COVID-19’s Impact on Central Floridians Facing Hunger

Hello again!

I’ve recently had the pleasure of meeting with the Director of Philanthropy at Second Harvest Food Bank of Central Florida, Dan Samuels. Through this meeting, I learned about how the bank receives and maintains funding, where the food goes, and all those that the bank is able to feed. Through our conversation, I also learned of how the COVID-19 pandemic negatively impacted Central Floridians in a multitude of ways.

Mr. Samuels tells me that COVID-19 was catastrophic on the level of the Great Recession where the bank is still seeing the impacts to this day, many individuals who only used the bank following the pandemic have never left and gotten back on their feet. Prior to the pandemic, the bank produced around 150,000 meals a day, but following the pandemic, that number has gone up to 300,000 and has never gone back down since.

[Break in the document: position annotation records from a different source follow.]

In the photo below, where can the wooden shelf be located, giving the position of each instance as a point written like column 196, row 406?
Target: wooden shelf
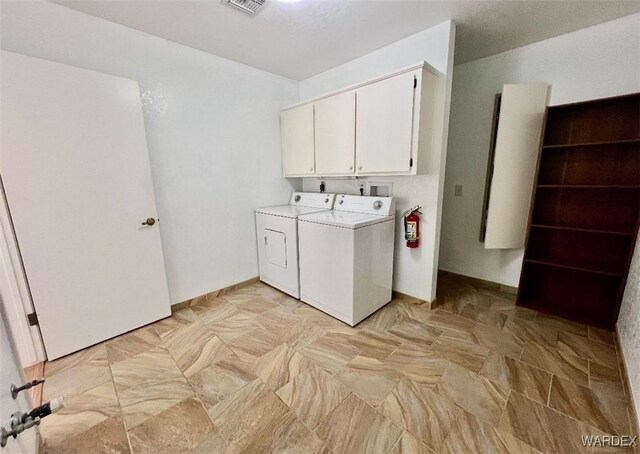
column 579, row 229
column 585, row 211
column 590, row 144
column 587, row 186
column 570, row 267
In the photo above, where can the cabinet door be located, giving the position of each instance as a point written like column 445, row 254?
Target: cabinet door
column 335, row 129
column 297, row 141
column 384, row 125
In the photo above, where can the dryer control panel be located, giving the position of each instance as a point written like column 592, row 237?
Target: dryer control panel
column 382, row 206
column 312, row 199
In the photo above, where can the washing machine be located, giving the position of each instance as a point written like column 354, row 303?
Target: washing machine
column 277, row 231
column 346, row 257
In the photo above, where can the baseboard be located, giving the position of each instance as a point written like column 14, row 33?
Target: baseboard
column 484, row 283
column 412, row 299
column 624, row 372
column 193, row 301
column 35, row 372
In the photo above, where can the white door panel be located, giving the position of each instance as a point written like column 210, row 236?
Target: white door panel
column 297, row 141
column 384, row 125
column 516, row 154
column 335, row 134
column 76, row 172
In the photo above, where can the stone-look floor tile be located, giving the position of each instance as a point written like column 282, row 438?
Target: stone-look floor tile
column 251, row 303
column 132, row 343
column 369, row 379
column 411, row 405
column 142, row 402
column 253, row 344
column 218, row 310
column 195, row 347
column 562, row 324
column 384, row 318
column 558, row 363
column 410, row 330
column 513, row 374
column 76, row 373
column 585, row 348
column 470, row 434
column 312, row 395
column 80, row 413
column 461, row 352
column 219, row 380
column 606, row 379
column 288, row 435
column 603, row 411
column 280, row 366
column 354, row 427
column 408, row 444
column 246, row 414
column 483, row 315
column 602, row 335
column 234, row 326
column 180, row 318
column 330, row 352
column 150, row 366
column 213, row 443
column 375, row 343
column 182, row 427
column 95, row 355
column 532, row 331
column 451, row 326
column 542, row 427
column 474, row 393
column 418, row 363
column 502, row 342
column 106, row 437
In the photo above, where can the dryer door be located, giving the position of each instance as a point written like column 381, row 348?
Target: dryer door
column 278, row 252
column 275, row 247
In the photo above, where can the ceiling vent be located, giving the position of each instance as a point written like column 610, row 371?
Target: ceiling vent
column 248, row 6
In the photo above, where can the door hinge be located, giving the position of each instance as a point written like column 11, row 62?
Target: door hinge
column 32, row 318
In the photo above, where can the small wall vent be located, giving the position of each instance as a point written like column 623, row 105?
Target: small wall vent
column 248, row 6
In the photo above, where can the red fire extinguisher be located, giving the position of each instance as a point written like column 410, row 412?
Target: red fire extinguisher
column 412, row 226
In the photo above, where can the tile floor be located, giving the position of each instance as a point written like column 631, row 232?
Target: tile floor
column 256, row 371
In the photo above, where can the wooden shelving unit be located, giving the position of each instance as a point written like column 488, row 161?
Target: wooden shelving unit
column 585, row 211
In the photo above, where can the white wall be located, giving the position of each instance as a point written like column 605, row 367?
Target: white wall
column 212, row 129
column 415, row 270
column 595, row 62
column 629, row 327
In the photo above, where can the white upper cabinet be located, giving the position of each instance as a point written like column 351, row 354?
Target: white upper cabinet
column 297, row 141
column 335, row 127
column 379, row 127
column 384, row 126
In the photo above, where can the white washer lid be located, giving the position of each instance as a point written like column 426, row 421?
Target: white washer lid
column 344, row 219
column 289, row 211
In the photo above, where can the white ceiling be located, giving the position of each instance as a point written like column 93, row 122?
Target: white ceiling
column 301, row 39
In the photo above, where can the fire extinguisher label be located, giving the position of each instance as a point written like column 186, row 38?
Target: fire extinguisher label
column 412, row 231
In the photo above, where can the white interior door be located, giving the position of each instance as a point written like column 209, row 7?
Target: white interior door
column 384, row 125
column 335, row 134
column 516, row 154
column 297, row 141
column 75, row 167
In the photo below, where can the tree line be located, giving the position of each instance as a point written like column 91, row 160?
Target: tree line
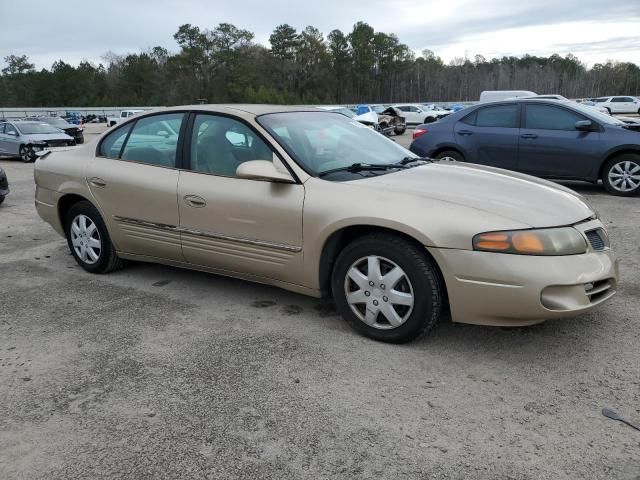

Although the pandemic is now deemed over from the imminent health threat of the disease itself, communities never truly recovered and it’s estimated that around 60% of the individuals using the bank are living paycheck to paycheck, in Central Florida alone.

Hope for the community is given through Second Harvest. Monetary support and funding has tripled since the pandemic and need is being met through the generous donations, fundraising and government subsidy programs to help feed Central Florida.

These are just some of the things i’ve learned through my time volunteering at Second Harvest and I have a lot more information from my interviews with the Volunteer Coordinator and Director of Philanthropy here at the bank and with my time volunteering in the warehouse every week, so my capstone project will have to do with the lines of the impact the food bank has had alone on alleviating hunger in Central Florida, and perhaps more specifically the impact it has had on aiding those who suffer as a result of the pandemic.